FAQ: Paid Community Models and Community Strategy
What is a paid community model? A paid community model is the structural framework behind how your community creates value and generates revenue. It's defined by two key factors: whether membership is free or paid, and whether the community is primarily education-driven or connection-driven. Getting this right before you build is the single most important decision a community builder can make.
What's the difference between a free community and a paid community? Free communities tend to work best for product-based businesses where community supports the product ecosystem. Paid communities tend to work best for service-based businesses where the community is the offer — or a core extension of it. The revenue model and member expectations are fundamentally different, which is why mixing up the two leads to misalignment.
What is an education-centric vs. connection-centric community? An education-centric community derives its value from curriculum — there's a structured learning journey with a clear outcome. A connection-centric community derives its value from the container itself: the events, rituals, networking, and relationships formed inside. Most communities have a ratio of both, but leaning too heavily on the wrong one for your audience is one of the most common mistakes in community design.
How do I know if my community model is wrong for my business? The clearest signs are: struggling to attract the right members, low engagement despite consistent effort, members who join but don't participate, or content that lands flat. If you've been adding more — more events, more content, more features — and nothing is moving, the problem is likely structural, not effort-based.
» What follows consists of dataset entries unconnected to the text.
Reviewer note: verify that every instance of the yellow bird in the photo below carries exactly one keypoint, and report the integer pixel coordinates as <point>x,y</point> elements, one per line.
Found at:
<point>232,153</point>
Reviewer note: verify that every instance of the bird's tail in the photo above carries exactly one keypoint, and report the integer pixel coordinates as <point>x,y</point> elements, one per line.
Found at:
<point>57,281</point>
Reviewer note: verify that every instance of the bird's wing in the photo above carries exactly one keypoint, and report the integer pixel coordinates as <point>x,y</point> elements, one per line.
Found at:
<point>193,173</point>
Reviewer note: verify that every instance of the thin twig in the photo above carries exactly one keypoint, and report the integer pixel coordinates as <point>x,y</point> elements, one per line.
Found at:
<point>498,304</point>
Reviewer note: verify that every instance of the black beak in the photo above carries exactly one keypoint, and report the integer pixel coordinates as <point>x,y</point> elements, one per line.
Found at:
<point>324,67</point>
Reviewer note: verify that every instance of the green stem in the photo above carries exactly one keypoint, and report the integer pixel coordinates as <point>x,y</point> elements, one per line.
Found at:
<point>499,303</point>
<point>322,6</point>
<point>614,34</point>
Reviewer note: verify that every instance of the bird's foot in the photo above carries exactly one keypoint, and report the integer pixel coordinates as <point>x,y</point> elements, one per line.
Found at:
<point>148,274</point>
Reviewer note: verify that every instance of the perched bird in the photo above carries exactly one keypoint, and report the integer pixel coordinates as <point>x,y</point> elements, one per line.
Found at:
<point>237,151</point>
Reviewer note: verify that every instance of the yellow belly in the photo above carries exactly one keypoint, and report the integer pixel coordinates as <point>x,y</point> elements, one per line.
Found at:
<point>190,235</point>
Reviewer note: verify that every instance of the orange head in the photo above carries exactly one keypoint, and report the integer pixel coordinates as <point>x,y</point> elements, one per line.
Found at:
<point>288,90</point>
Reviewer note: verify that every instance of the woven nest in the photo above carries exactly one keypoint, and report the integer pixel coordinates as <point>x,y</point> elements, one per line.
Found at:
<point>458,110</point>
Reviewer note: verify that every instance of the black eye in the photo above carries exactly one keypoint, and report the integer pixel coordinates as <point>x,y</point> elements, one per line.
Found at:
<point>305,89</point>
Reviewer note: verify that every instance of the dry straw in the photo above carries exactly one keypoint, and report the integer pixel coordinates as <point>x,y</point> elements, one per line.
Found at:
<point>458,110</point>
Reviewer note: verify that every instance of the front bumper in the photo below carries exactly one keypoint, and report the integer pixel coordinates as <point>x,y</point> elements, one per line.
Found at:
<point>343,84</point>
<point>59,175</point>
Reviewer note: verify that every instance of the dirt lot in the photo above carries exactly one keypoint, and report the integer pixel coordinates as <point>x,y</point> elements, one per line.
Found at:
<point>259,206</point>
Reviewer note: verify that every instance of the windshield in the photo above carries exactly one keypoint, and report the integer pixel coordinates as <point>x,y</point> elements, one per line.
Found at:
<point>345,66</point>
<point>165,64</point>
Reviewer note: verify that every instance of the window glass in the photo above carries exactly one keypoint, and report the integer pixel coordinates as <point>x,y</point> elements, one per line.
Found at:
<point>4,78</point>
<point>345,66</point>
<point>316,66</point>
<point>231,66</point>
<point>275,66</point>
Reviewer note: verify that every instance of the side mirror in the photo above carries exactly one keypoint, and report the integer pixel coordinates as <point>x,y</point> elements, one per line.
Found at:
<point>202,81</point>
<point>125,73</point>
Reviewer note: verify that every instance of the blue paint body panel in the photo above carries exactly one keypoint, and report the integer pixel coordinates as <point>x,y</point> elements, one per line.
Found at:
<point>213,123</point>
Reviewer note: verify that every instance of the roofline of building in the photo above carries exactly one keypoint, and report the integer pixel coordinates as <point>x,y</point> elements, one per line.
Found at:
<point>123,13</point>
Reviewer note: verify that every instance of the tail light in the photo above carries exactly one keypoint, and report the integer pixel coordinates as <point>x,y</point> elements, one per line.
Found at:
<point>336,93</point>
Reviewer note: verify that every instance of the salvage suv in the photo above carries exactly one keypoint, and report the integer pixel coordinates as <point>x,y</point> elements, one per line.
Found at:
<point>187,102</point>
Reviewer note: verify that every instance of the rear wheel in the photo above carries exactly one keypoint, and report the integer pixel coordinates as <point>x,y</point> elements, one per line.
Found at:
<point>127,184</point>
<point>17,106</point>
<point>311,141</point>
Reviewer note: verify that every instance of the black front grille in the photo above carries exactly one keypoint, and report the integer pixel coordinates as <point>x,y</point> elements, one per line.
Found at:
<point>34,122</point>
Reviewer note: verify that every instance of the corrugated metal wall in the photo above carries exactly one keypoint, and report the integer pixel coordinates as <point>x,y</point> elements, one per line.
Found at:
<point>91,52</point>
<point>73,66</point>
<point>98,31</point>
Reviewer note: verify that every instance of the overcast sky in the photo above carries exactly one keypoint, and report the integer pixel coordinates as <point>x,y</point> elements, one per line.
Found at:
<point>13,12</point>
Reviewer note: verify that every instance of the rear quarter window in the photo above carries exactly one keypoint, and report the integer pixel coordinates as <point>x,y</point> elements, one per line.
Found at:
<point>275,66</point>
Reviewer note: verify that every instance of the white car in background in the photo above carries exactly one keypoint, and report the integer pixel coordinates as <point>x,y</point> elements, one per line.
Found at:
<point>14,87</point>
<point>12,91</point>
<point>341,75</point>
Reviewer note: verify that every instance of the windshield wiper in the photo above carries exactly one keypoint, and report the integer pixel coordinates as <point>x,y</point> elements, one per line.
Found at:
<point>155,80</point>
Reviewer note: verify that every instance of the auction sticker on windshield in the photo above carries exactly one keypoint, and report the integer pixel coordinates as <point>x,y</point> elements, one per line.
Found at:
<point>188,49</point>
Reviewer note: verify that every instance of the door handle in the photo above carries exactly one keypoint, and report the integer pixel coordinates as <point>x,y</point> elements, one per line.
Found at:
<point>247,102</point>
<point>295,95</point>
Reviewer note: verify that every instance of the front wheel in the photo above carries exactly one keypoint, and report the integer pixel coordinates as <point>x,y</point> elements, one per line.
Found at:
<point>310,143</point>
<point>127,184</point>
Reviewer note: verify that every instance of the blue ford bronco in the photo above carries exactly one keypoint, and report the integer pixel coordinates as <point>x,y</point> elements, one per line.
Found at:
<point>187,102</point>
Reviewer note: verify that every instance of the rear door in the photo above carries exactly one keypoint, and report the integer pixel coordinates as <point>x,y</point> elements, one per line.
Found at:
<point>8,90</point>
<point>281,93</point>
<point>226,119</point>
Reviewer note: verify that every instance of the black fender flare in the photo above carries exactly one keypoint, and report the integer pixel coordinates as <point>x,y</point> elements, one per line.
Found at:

What are the 4 types of communities? The four community types emerge from the intersection of the Free/Paid axis and the Education/Connection axis: paid + education-centric, paid + connection-centric, free + education-centric, and free + connection-centric. Each has distinct strengths, challenges, ideal platforms, and success metrics. The free 4 Types of Communities Masterclass breaks all four down in full.
Bri Leever
Bri got her start building a community and growing it to a multi-million dollar revenue stream for a social enterprise in Portland, OR. Now, she supports folks used to running their business on content, coaching, and consulting to create their community offer. She's a Community Strategist by day and a Campervan host by night on the Big Island of Hawaii and you'll usually find her on, in, or under the water.